A terrified child in his bedroom manages to send a cry for help across the universe, to the Doctor. But all is not as it seems…
Is all it seems? Well this is an episode penned by Mark Gatiss, one half of the creative team behind the recent excellent BBC Sherlock series, so there should be high expectations for this episode. On the other hand, though, Gatiss is also behind the direst-of-dire story last year, the one with the Daleks and Churchill.
Disappointingly, it’s his Doctor Who reputation that proves to be the more accurate indicator. Here we have the thinnest of plots that is basically meant to frighten us, in the “good old tradition” of the series. What seems to have escaped the current production team is that the tension, the drama, the scares, come from the story-telling, not from the fairground “ghost train”-style of tricks, which ram us into a moment that has all the trappings of being scary, but really isn’t. What is so frightening about a child who creates the shadows that seem to scare him? If we had any idea that there was “something” then we might have had some reason to feel scared. We sympathise with someone frightened when there is danger. There was none here.
Except that the danger came when, for no obvious reason Amy and Rory find themselves in a doll’s house. Well, what is supposed to be a doll’s house, but is obviously a real house with a few “doll house-like” props, except they weren’t. A wooden pan is supposed to convince us all is not well, except that it looks real and just sounds wooden – the exact opposite of the ‘taditional’ wooden sets that were supposed to be real. If this is meant to be a place of the imagination then why did the outer door just not have any lock/handle, rather than something stuck over it? Why would a child imagine a covered lock?

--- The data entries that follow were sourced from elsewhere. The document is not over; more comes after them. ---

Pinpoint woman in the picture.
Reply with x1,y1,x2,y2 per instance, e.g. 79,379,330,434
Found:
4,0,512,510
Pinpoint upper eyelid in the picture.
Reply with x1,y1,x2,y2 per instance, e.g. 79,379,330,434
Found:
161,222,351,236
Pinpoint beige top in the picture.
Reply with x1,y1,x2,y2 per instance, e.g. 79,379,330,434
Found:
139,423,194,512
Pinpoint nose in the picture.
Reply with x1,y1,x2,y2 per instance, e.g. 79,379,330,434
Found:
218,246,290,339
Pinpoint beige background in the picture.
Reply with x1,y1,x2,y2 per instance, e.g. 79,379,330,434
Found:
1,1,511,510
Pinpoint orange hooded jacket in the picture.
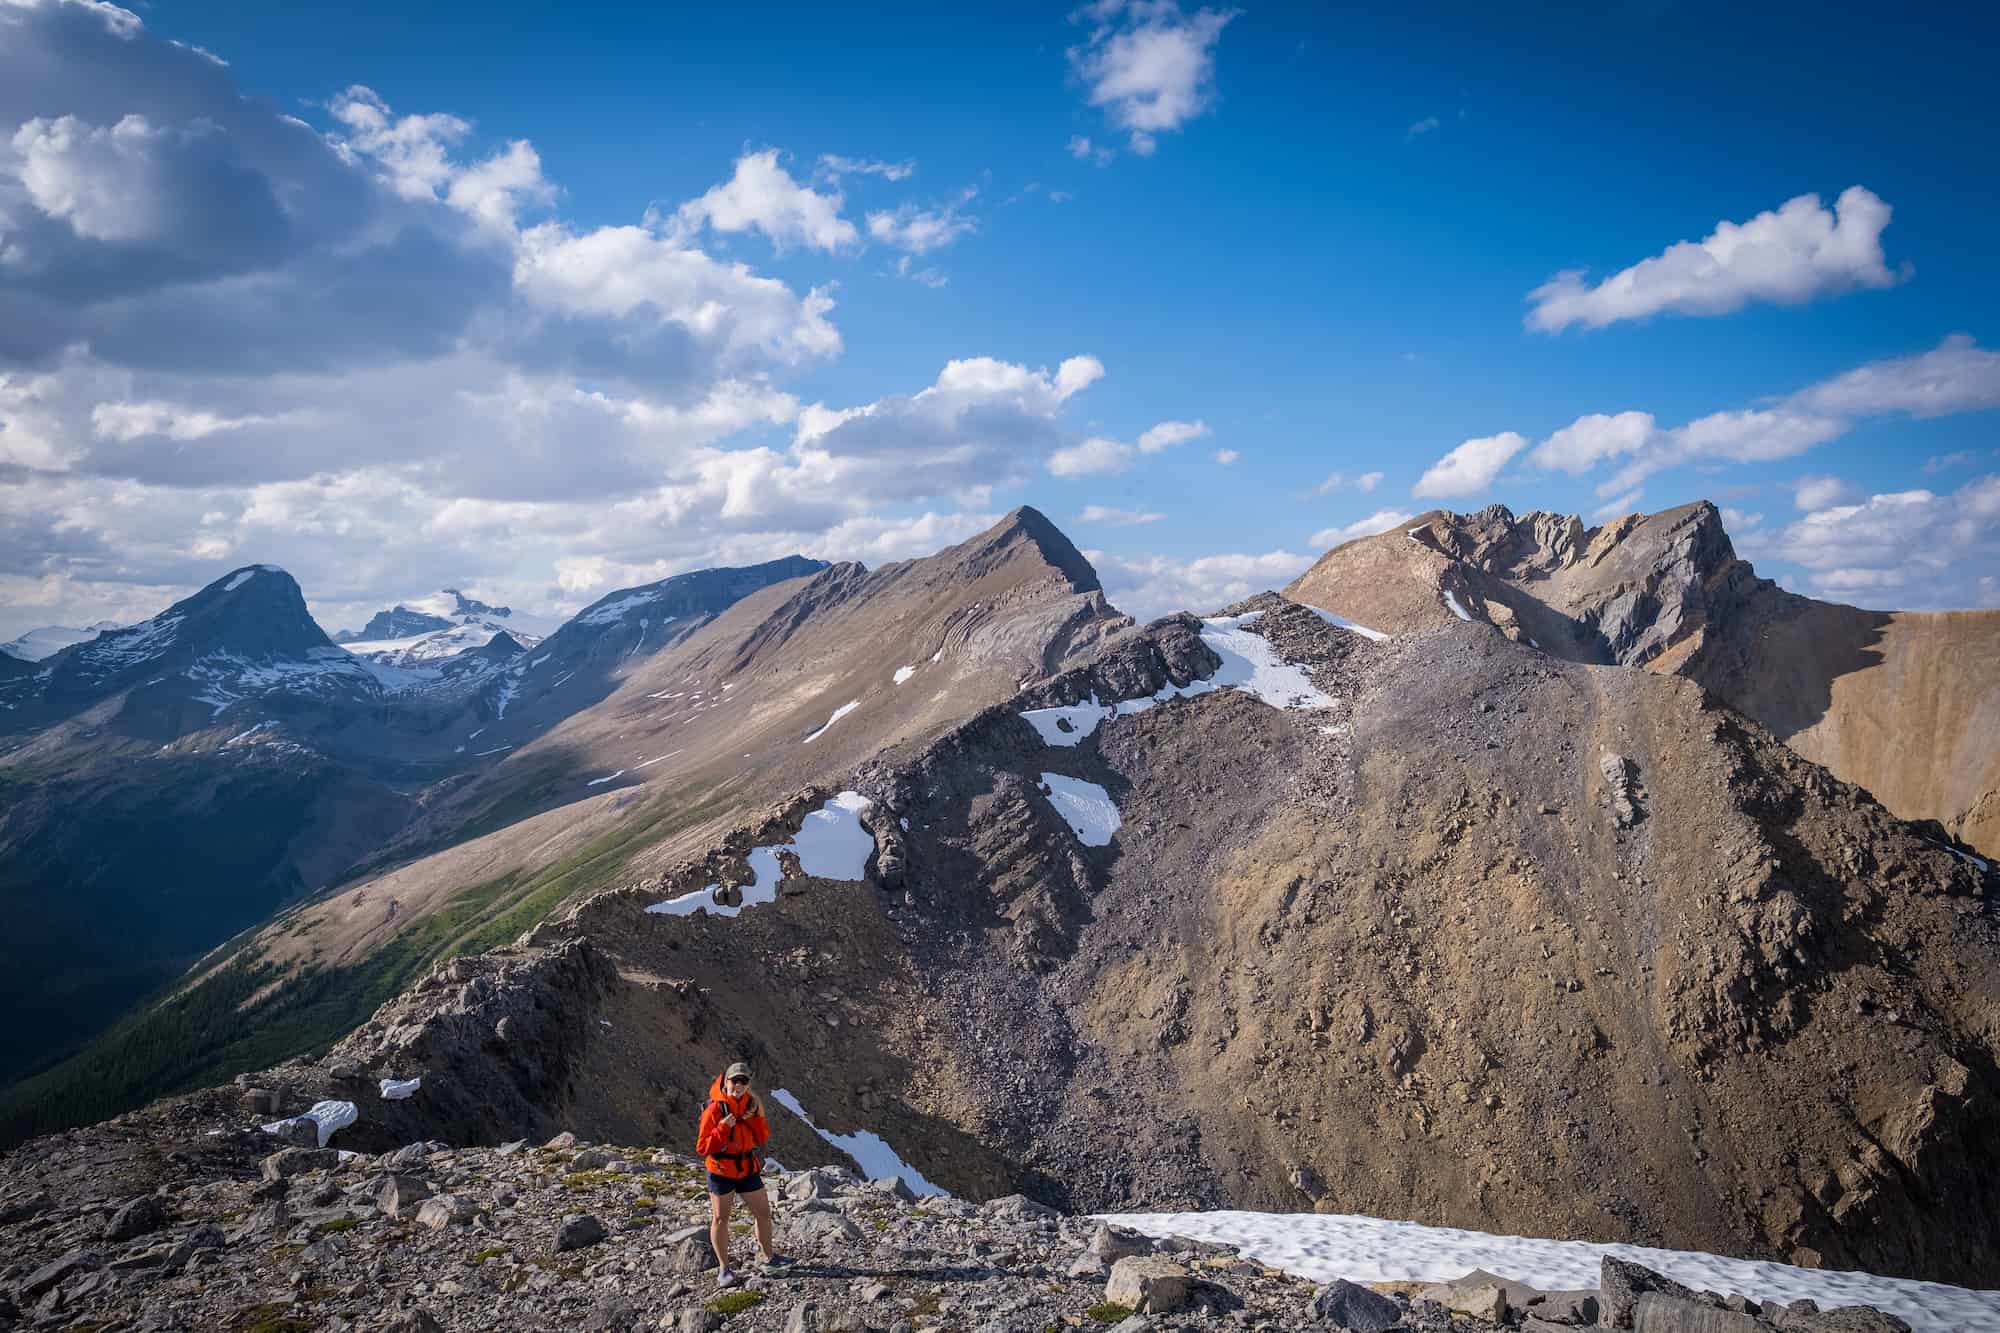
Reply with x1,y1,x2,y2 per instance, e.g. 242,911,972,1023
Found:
695,1074,770,1179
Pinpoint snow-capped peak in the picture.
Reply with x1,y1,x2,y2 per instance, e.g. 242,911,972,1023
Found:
0,624,116,662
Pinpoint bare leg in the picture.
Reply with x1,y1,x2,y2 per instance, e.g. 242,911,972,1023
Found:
709,1189,736,1269
741,1187,775,1259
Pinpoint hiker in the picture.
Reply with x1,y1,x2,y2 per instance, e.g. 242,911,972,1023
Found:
696,1061,791,1288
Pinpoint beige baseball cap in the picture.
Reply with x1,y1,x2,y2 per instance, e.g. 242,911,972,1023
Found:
725,1062,752,1081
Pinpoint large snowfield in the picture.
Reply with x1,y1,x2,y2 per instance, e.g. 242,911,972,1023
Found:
1103,1210,2000,1333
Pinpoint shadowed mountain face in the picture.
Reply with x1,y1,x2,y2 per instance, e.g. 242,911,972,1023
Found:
0,510,1129,1142
175,595,2000,1289
1284,502,2000,858
0,556,830,1099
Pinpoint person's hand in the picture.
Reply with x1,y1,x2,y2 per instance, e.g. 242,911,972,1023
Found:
721,1112,738,1127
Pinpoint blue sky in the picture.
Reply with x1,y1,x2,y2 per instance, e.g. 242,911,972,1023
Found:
2,0,1996,636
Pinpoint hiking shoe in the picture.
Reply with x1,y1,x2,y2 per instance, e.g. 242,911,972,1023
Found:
759,1255,796,1276
714,1266,740,1289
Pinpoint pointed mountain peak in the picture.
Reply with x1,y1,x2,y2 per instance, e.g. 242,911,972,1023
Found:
474,630,526,659
43,564,333,702
945,506,1101,593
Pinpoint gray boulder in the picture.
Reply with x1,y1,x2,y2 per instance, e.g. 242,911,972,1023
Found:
377,1174,434,1218
1105,1256,1192,1314
553,1212,608,1253
662,1233,718,1274
792,1210,865,1250
383,1142,431,1169
865,1175,917,1203
1603,1258,1707,1328
266,1117,320,1148
260,1147,338,1182
101,1193,171,1241
18,1250,102,1302
1308,1278,1401,1332
1088,1224,1157,1262
981,1193,1059,1223
414,1194,472,1230
1532,1289,1603,1324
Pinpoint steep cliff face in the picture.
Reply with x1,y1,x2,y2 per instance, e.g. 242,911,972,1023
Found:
219,599,2000,1287
1285,502,2000,857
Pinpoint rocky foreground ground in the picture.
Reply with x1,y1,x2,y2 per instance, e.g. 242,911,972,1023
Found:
0,1110,1918,1333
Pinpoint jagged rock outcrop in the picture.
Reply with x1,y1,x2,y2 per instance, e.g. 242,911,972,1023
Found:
1285,501,2000,857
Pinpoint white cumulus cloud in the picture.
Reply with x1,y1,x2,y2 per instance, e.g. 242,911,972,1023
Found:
1527,187,1903,333
1773,476,2000,609
1412,432,1529,498
1092,546,1312,620
1512,337,2000,500
1047,418,1207,477
1791,474,1858,511
671,149,858,253
1310,509,1414,548
1068,0,1239,156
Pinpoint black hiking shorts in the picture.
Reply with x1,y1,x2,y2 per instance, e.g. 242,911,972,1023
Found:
707,1171,765,1196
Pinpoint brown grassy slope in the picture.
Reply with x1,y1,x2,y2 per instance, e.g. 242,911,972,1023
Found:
222,506,1128,991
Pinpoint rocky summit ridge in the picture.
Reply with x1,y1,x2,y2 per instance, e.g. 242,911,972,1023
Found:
1285,502,2000,858
0,1107,1939,1333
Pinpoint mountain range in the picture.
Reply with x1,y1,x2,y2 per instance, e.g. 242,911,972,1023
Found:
0,554,831,1095
2,502,1995,1291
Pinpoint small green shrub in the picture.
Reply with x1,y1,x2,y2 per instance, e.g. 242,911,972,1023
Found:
1086,1302,1136,1324
706,1289,766,1316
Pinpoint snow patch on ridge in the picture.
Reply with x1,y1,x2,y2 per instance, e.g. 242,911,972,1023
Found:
1101,1211,2000,1333
1303,604,1390,642
1443,590,1472,621
1019,695,1110,747
647,791,874,918
222,569,257,593
803,700,859,743
893,665,916,684
1199,613,1335,710
1017,611,1340,745
576,590,663,626
770,1088,947,1197
1039,773,1120,846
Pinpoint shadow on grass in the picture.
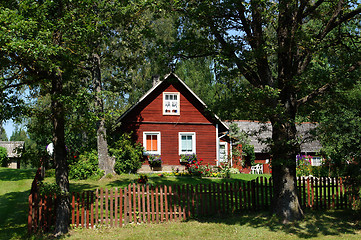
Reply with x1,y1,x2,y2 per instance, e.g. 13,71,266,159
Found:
193,209,360,239
106,175,251,189
0,168,36,182
0,189,31,240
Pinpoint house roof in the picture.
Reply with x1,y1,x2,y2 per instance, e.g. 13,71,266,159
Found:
227,120,322,153
0,141,25,158
116,73,229,132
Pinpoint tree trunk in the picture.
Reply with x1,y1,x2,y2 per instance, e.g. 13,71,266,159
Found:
52,71,70,236
270,93,303,223
92,53,114,176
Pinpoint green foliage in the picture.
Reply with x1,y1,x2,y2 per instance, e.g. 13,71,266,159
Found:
0,125,8,141
216,162,232,178
38,181,61,197
110,133,144,174
0,146,8,167
228,123,255,167
69,150,103,180
296,155,312,177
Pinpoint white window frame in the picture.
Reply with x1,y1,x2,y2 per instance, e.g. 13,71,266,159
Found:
163,92,180,115
179,132,196,155
219,142,228,163
311,156,322,166
143,132,161,155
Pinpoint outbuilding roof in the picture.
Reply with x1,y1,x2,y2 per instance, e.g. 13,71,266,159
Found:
227,120,322,153
0,141,25,158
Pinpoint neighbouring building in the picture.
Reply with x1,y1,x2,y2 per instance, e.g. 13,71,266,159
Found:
0,141,25,169
228,120,322,173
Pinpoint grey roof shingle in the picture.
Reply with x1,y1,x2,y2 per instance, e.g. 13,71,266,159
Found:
0,141,25,158
227,121,321,153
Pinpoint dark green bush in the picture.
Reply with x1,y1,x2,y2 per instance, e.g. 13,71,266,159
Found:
69,150,104,180
38,181,61,196
0,146,8,167
110,133,144,174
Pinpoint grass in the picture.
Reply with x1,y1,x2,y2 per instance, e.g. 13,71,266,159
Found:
1,167,360,240
0,168,36,240
62,211,361,240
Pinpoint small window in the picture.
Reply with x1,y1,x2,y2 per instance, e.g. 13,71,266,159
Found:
179,132,196,155
219,142,228,162
163,92,180,115
143,132,161,155
311,157,322,166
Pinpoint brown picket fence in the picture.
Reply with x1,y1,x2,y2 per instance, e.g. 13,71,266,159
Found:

Hilariously, the designer proudly showed us the lock cover in “Doctor Who Smug”, sorry, “Doctor Who Confidential”.
What did work visually were the doll creatures. Except they had no character, no purpose, apart from “being scary”. Oh really, can the crew not come up with anything better than that? Hats off to whoever got Karen Gillan’s character Amy to turn to wood, reflecting her performance.
Thankfully Arthur Darvill’s Rory is getting more attention by the writers, but it is really only he and Matt Smith that make it worth watching the series. This week Amy and Rory’s worry about their baby seems to have been forgotten, for no good reason I could see. And if Rory and Amy are a couple in love then the universe really has gone strange.
What does work for this week’s episode is that it had a beginning, a middle and an end. And for that we should be thankful.